Я шла по коридору, и сердце колотилось так, будто хотело вырваться из груди.
Я шла в её покои, гадая, что же случилось. Госпожа попрощалась со мной, подарила подарок, этого было достаточно для купеческой дочери.
Я не верила предчувствием, но достаточно для сегодняшнего дня плохих вестей.
Если бы свадьба Алекса и Марго расстроилась, госпожа Ксения не стала сообщать это мне скорее собственной дочери.
Ксения Михайловна сидела у зеркала, её пальцы нервно постукивали по ручкам кресла.
Она была одета в домашнее платье. Служанки уже расплели причёску, к счастью, парики мы не носили, разве что на коронациях, потому что парики мешали магии.
— Поклянись на кресте, что всё, что я скажу, останется втайне.
Я принесла клятву, понимая, что случилось нечто из ряда вон, раз княгиня забыла свою светскость и обратилась к Богу
— При дворе неспокойно. Ты знаешь, что Маргарита — моя единственная дочь и надежда. У неё большое будущее, она будет фрейлиной великой княжны, это великая честь. — Её голос звучал неестественно тихо. — И вот мне написали, что две фрейлины великой княжны… состарились за одну ночь. Другая моя подруга написала, что ходят слухи о проклятии.
Я замерла.
— Проклятии? — прошептала я, не веря своим ушам.

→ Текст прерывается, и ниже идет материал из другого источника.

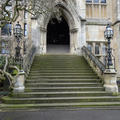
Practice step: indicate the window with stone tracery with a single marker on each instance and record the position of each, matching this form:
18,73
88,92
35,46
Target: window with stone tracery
96,9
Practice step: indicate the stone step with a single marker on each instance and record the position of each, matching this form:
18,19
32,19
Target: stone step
103,105
50,100
46,89
64,84
63,77
60,94
61,74
60,71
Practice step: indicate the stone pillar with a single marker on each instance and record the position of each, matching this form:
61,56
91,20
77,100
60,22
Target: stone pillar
118,9
110,81
19,82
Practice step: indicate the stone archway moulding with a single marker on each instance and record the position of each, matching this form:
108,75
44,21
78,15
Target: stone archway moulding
74,23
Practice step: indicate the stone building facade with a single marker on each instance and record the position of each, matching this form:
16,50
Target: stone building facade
85,22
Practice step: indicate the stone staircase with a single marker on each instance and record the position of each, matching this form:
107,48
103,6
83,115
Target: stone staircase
61,81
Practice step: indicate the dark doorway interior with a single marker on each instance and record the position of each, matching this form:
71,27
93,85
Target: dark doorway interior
58,34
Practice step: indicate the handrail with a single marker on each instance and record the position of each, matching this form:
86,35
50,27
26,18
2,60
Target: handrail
95,60
28,59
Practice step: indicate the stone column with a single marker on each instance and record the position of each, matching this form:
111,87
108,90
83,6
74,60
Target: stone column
19,82
118,9
110,81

Во-первых, Ксения Михайловна считала себя дамой прогрессивной, а современная магия отвергала всякую мысль о существовании проклятий. Во-вторых, сказать, что рядом с императорской фамилией, а великая княжна Екатерина — племянница императрицы, существует проклятие подобно ереси.

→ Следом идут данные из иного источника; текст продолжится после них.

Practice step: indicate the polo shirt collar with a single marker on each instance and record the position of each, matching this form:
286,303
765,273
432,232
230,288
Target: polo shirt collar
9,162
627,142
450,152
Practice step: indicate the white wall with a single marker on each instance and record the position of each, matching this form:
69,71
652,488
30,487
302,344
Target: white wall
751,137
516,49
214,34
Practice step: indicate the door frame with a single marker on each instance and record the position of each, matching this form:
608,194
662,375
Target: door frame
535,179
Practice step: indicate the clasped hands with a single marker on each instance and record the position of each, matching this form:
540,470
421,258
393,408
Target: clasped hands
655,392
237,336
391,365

— Молчи! У царских родов много секретов. Просто прими это и помалкивай, раз умом не вышла.— Она вскинула руку, будто боялась, что само слово сожжёт нас. — Ты едешь с нами. Твоя задача — уберечь Марго от довременной старости.
— Но… как?
— Не знаю. Но если справишься — шестьсот рублей твои. Достаточно и на приданое, и на те курсы, на которые ты хотела поступить. Для дворянок из бедных семей.
Шестьсот рублей.
Свобода.
Мечта.
Шестьсот рублей — целое состояние. Годовое жалование чиновника из иностранцев!
Я кивнула.
— Никого другого я отправить не могу. Будешь служить горничной при моей дочери, крутиться возле, что и узнаешь. Слуги болтливее хозяев. И у тебя будет цель, чтобы исполнить поручение. Матери твоей ни слова, я сама ей всё скажу, что сочту нужным. Мне будешь писать каждые четыре дня. Исправно. Меня дела в Москву вызывают, потом уже приеду через месяц, к свадьбе начнём готовиться. А теперь иди и смотри: Марго ничего знать не должна! Ни к чему волновать невесту, может, всё это пустое. Народ много что болтает
Выходя из её покоев, я чуть не столкнулась с Алексом.
— Спокойной ночи, — прошептала я, приседая в реверансе и торопливо проходя мимо.
Но он резко схватил меня за руку и втянул в пустую комнату.
— Нам срочно надо объясниться, Лиза! — Его голос дрожал от сдерживаемых эмоций.
А я…
Я не знала, смогу ли выдержать этот разговор.